Alibaba Group Holding noted that stocks rose on Monday after two major investment companies raised their price targets, pointing to a rise in growth expectations for its cloud computing and artificial intelligence sectors.
Morningstar has increased the fair value estimate of Alibaba’s American deposit receipt by 49% to $267. The company also set its Hong Kong listed stock at $260. Separately, Morgan Stanley has raised its ADR price target from 21% by $200.
Hong Kong listed stock rose by over 173 Hong Kong by 4.1% during Monday’s session. This brought the company’s profits to nearly 50% this month, leading to the top of the Hang Seng Tech Index.
Chelsitum, a senior equity analyst at Morningstar, wrote in a note that the stock appears to be undervalued. She said several things will help grow cloud revenues, including more money to overseas data centers, strong competition outcomes, wider use of the company’s open source model, and better performance of chips developed internally.
As reported by Bloomberg, Morgan Stanley analysts I said They became more positive about Alikrowd after the meeting in Hangzhou. At that event, Alibaba announced plans to spend more on AI and revealed a new partnership with Nvidia.
Cloud growth forecasts rose to 40%
His team, Gary Yu and Morgan Stanley, raised the cloud growth forecast for fiscal year 2026 to 32% and 40% for fiscal year 2027. Analysts said the higher estimates reflect capital expenditures, model improvements, strategic partnerships and the speed of expansion into international markets.

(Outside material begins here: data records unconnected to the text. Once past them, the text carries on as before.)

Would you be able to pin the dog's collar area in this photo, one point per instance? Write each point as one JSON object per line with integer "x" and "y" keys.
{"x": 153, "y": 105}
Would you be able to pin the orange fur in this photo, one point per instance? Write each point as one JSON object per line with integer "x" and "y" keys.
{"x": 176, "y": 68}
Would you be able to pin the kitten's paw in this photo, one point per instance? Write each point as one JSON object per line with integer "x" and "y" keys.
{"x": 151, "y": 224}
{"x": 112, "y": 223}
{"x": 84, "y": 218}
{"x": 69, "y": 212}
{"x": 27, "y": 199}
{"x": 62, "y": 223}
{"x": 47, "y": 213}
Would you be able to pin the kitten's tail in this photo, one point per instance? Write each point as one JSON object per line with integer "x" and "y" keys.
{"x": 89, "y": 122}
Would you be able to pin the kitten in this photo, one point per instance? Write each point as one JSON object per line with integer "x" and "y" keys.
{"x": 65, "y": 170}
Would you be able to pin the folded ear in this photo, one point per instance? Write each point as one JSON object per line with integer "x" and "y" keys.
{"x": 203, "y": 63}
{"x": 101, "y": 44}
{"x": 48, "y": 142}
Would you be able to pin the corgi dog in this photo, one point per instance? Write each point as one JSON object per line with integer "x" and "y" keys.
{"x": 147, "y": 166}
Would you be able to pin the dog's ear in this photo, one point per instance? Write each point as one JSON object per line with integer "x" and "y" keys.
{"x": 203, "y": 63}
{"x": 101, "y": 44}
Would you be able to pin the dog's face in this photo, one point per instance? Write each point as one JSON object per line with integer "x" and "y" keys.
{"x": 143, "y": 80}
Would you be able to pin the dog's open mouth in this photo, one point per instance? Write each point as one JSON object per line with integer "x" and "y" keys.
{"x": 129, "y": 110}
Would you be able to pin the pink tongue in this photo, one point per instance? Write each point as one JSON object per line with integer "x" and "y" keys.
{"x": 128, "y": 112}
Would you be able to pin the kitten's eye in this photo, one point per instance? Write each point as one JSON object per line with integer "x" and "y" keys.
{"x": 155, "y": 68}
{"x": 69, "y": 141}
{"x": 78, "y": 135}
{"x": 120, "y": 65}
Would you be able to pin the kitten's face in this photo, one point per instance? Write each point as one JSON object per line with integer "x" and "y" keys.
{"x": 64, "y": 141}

Alibaba’s Hong Kong-listed stocks have been paced at its best month since the company was launched in 2019. Investors are helping internet companies invest in AI as a way to drive growth. In the most recent quarter, the company reported triple-digit growth in its AI-related products. The cloud division also brought sales growth beyond expectations.
As optimism builds, Cathie Wood’s ARK Investment Management Positions resumed at Alibaba ADR this month. It was the first time the company bought $16 billion worth of Alibaba stock in four years. Half of that amount went into the Ark Fintech Innovation ETF, and the rest went into the Ark Next Generation Internet ETF. Since 2021, she marked a massive purchase of her first company.

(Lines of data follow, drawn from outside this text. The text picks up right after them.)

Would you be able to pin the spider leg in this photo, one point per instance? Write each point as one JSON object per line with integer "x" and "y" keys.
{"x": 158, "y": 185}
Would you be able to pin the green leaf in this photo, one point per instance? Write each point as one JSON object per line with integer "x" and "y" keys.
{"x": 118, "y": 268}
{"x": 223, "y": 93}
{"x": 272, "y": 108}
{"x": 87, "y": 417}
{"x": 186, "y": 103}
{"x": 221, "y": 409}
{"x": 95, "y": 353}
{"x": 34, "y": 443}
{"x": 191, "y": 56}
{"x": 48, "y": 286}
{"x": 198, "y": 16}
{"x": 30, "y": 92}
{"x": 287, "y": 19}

Strategic NVIDIA Partnership to Bypass US Chip Limitations
As reported by Cryptopolitan, Alibaba’s global AI spending could reach $4 trillion over the next five years. Eddie said there was a risk that Alibaba would need to keep up with that pace or would be left behind.

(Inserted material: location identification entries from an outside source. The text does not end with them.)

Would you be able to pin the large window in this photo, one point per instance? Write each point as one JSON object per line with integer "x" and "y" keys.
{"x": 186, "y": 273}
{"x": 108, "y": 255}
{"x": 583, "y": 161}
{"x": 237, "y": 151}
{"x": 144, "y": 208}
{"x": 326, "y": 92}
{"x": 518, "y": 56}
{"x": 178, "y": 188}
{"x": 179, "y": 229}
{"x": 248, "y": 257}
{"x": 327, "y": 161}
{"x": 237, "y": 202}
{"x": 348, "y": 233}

Alibaba is currently pursuing the same opportunities as Amazon, Microsoft, Alphabet and Meta. These companies are expected to spend $364 billion on AI next year, up from their previous $325 billion estimate.
The company has also signed an agreement with Nvidia Use that training tool For robotics and self-driving cars. Financial terms have not been revealed, but partnerships carry weight. US restrictions have made it difficult for Chinese companies to buy Nvidia chips, so Alibaba is circumventing those restrictions.
Other Chinese companies are also developing domestic chips to replace American technology, including processors used to train and operate large-scale AI systems.
Eddie wants the company to become a complete AI provider that includes manufacturing its own chips. The cloud division already serves clients in the US and Australia, and is now expanding its scope.
The new data centers are open in France, France and the Netherlands. These facilities support the next stage of Alibaba’s AI infrastructure. The company’s shares rose 110% in 2025.
Cloud revenues rose 26% year-on-year in the second quarter. Eddie has identified AI, cloud and e-commerce as the company’s three major growth drivers, with AI currently taking the lead role.
Other companies see similar impacts from AI investments. Oracle put $35 billion into AI infrastructure in 2026, with the number expected to reach $65 billion by 2029. Oracle’s stock has skyrocketed thanks to new partnerships with Openai, Meta and Softbank, adding $390 billion in value this year.